Kotlin interop also is troublesome, although granted better than rust/cpp or py2/3.

> That Python 2 and 3 can't co-exist in an app is pretty bad in comparison.

That python didn't get replaced by a different language is an incredible testament to the foresight of the python language stewards.


> as opposed to facilitating its user community to pool resources to continue its development

How does reusing the name facilitate the development? Every time there is a fork of an open-source project the name changes, precisely to avoid confusions.

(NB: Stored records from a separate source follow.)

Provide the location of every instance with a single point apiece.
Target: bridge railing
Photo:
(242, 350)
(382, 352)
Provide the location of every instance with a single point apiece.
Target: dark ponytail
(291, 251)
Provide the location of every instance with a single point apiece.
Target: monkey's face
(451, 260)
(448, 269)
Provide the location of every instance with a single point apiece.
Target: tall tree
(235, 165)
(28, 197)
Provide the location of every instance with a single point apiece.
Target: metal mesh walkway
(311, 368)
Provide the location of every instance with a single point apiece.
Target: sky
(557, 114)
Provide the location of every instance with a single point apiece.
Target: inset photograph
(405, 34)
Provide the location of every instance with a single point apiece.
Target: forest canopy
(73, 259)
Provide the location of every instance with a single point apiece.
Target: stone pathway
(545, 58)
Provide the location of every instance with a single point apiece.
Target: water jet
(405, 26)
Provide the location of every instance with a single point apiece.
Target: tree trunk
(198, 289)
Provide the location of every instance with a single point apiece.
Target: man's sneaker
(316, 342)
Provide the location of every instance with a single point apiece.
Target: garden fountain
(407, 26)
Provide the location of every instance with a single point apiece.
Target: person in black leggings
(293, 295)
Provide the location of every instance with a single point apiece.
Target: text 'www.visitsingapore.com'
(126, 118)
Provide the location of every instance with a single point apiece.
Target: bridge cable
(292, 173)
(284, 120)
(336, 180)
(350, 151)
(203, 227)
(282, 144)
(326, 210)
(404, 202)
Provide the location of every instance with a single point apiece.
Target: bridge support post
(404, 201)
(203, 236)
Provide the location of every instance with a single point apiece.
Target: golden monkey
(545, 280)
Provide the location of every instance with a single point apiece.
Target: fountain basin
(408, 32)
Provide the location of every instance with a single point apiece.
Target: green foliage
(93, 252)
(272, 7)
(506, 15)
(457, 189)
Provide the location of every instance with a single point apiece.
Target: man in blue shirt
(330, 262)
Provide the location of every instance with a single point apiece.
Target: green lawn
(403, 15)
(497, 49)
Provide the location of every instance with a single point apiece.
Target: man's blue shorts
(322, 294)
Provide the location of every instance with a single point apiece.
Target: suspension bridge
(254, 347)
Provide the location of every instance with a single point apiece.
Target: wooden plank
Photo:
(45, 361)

Reusing the Python name in a fork that is not just a redistribution, but a new version with new features and syntax, is just confusing, unusual and does not help anyone.


The difference is that the major C++14 implementations are still supported, and probably will be for as long as the concept of C++ exists.

There's no `--std=python2` flag you can pass to the interpreter, unfortunately.


There is no '--std=C++14-with-arbitrary-things-from-c++20' flag either, which is what this fork does. We can discuss whether breaking backwards compatibility was bad or necessary, but creating another fork of Python that backports some features of Python 3 is just adding confusion. If their primary purpose is supporting Python 2.7 applications, they can do just fine without calling it Python.


There doesn’t need to be such a flag because C++17 was fully backwards compatible with 14, with some tiny exceptions nobody cares about.

Indeed, C++ has rarely made any breaking changes. A decade or so ago, GCC did cause some major ecosystem breakage, by cracking down on C++ constructs which had never been valid according to the spec but which GCC had previously allowed. When that happened, there was a flag to (at least partially) revert to the old behavior: -fpermissive.


> There doesn’t need to be such a flag because C++17 was fully backwards compatible with 14, with some tiny exceptions nobody cares about.

This literally does not parse. How do you know "nobody" cares about those exceptions?


'-std=C++14' already includes a few extensions, it is not pure C++14 but a superset. And then there is '-std=gnu++14' too.


No, this is like if someone was not happy with C++17 AND gcc removed its support for C++14. Instead, I can still happily compile C++14, C++11, C++03 and C++98 code with gcc.